Вшивый фриц, взъерошенный, грязный, в смешных сапогах с короткими голенищами, какие у нас в хорошее время никто и надеть не согласился бы.

Моя хозяйка Анна Прохоровна тоже тут, она в чистом головном платке, сложив на животе руки, смотрит на немца тихо, без жалости.

— Лоп-лоп-лоп. Залопотал! — передразнивает его.

— Может, что сказать ему надо. Без языка ведь. Веди ж его! — понукал меня Петр Тихонович.

Вокруг загудели. Такого пусти в дом — как же. Вшей распустит, только держись.

— Садитесь, — говорю немцу.

Он опять садится. И я сажусь на ступеньки крыльца. Кто такой, откуда родом, давно ли воюет.

Люди, помешкав, деликатно расходятся. Остаются только Анна Прохоровна и Петр Тихонович — на правах моих личных знакомых.

Немец этот на войне с самого начала «кампании». Был в Польше. Потом — поход на Запад.

— В Париж мы прибыли восьмого августа сорокового года. С Францией уже было покончено, и мы несли постовую службу у морского министерства, там размещались наши генералы. [241]

— Хороший город Париж? — вдруг глупо так спрашиваю.

— О, прима штадт, вундербар штадт!

Анна Прохоровна и Петр Тихонович терпеливо смотрят на нас.

Разруха, муки, смерть и бессилие — все воплощено сейчас в этом немце. Чудно! И никак не вяжется. Такому ведь дать хорошенько — от него мокрое место останется.

Молчим. Немец дергает вверх рукав кителя, обнажается темная от грязи рука с белой браслеткой — след от часов. Он тычет пальцем в эту браслетку, машет рукой в сторону передовой — сняли с него в русской траншее.

Анна Прохоровна говорит тихо, возмущенно:

— О часах, господин какой, заскучал. Паразит бессовестный!

4

Здравствуйте!

Анциферова. Другая совсем, чем в прошлый раз, какая-то пестрая. В блестящих черных резиновых ботах-сапожках до самых колен — предмет фатовства здешних довоенных модниц. В берете. Платье клеш в ярких разводах. Жакетка перекинута через руку.

Майор вскочил, поздоровался, задвигал стулом, предлагая Анциферовой присесть.

— Не стоит беспокоиться. Я постою. — И быстро покосилась в мою сторону.

Майор поискал кисет, а сворачивать папиросу не стал и вдруг резко так спрашивает:

— Надумали?

Она, улыбаясь, смотрит с вызовом ему в лицо.

— Так ведь схватят же меня. — И, стараясь не замечать тут третьего человека, выходит на середину избы, улыбаясь майору. В немигающих глазах затаенный вопрос: неужели не нравлюсь?

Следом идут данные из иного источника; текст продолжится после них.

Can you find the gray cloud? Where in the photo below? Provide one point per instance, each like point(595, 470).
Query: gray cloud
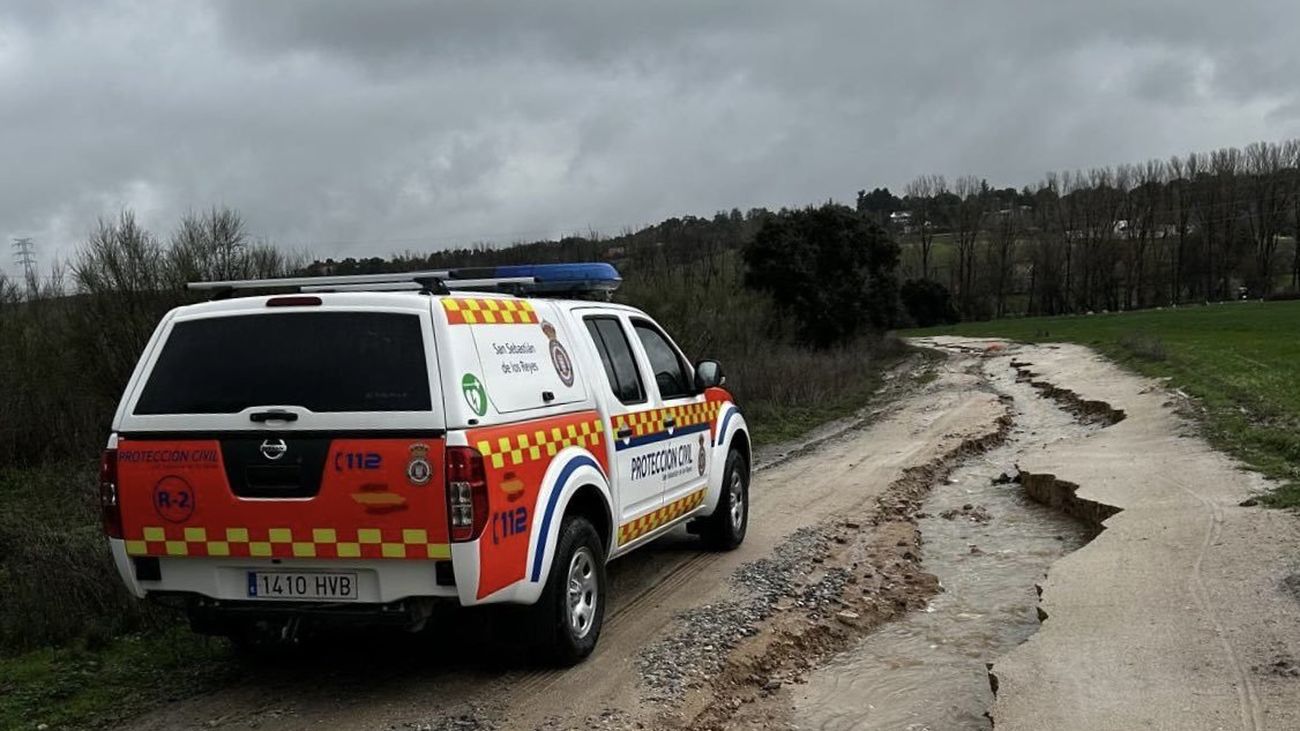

Майор вспыхивает, как девушка. А я готова провалиться под пол, чтобы не наблюдать тут за ними.

Гулко бьют орудия на передовой, подрагивают оконные стекла. Майор рассеянно тренькает пальцами по пуговицам гимнастерки, зажимает в кулак портупею и, наклонив голову, строго, испытующе смотрит мимо Анциферовой в стену. [242]

— Надеюсь, вы ни с кем не делились. Это в ваших же интересах. Тут надо отчет себе крепко отдавать.

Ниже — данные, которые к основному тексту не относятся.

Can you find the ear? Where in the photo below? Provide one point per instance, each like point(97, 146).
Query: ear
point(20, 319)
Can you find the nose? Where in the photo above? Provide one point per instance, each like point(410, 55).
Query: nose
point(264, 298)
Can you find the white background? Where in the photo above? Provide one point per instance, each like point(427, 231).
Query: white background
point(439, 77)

Анциферова, слушая, медленно меняется в лице.

— А если не пойду? — тихо, вроде пробно спрашивает, и губы у нее дрожат, силясь сложиться в улыбку.

— Нет у вас другого выхода, Анциферова.

От его слов, глухо, доверительно произнесенных, мороз по коже дерет. А она поняла ли? Ведь ее, как жену изменника родины, перешедшую при неясных обстоятельствах линию фронта, арестуют. Жила с мужем почти всегда врозь: он в городе, она у матери в деревне, а теперь вот — накрепко одной веревочкой оказались связаны.

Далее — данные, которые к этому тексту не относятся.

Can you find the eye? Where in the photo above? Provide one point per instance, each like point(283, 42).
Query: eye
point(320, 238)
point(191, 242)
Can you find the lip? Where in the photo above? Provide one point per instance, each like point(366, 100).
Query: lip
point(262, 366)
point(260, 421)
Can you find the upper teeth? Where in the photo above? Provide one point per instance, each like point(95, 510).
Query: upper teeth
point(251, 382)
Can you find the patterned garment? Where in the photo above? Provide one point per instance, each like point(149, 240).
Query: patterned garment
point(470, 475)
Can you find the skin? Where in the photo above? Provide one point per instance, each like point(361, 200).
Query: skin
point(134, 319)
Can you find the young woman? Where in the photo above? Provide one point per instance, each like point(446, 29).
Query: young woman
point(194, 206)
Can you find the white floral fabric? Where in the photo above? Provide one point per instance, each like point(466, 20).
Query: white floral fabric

Мой хозяин Петр Тихонович говорит об Анциферовой одобрительно:

— Подобута, пододета. Идет всегда, можно сказать, со звоном.

Но остальные дружно осуждают ее. Это ведется еще с прошлых лет. О муже ее хотя в деревне и ходят разные слухи, но дело все же не только в нем. Тем более что он сам от нее натерпелся. Насолила она своим деревенским тем, что, выйдя замуж в город за инженера, она большей частью жила по-прежнему у матери беззаботно и бездельно — на мужнины деньги, а к ее дому подкатывала время от времени легковая машина, было заметно: какие-то кавалеры пьют, гуляют. Словом, оставаясь в деревне, она была «городской» в худшем смысле этого слова. Ее в глаза корили, ей окна побить хотели. А ей хоть бы что.

Ну, что было, то было, а теперь ей осталось одно — идти через линию фронта.

— Ваш муж еще может искупить свою вину. Это во многом зависит от вас. Я надеюсь, вы советский человек, — убежденно говорит майор.

Как напутствует майор разведчиков — это я видела, а вот жену изменника родины, которая к тому же нравится ему, — такого видеть не приходилось.

— За себя я не боюсь. Наплевать.

— Тогда что же?

Она держится рукой за спинку стула; потухшее, отчужденное у нее лицо.

— Ребят жалко.

Молча, отрешенно, опять как в тот раз, смотрит перед собой Анциферова. [243]

— Ладно, — вдруг просто говорит она. — Раз нельзя по-другому, пусть так.

Майор насупленно роется в кисете.

— Отдыхайте пока. Пришлем за вами. Когда обстановка позволит вам идти, тогда обо всем и потолкуем. Хлеб дома есть?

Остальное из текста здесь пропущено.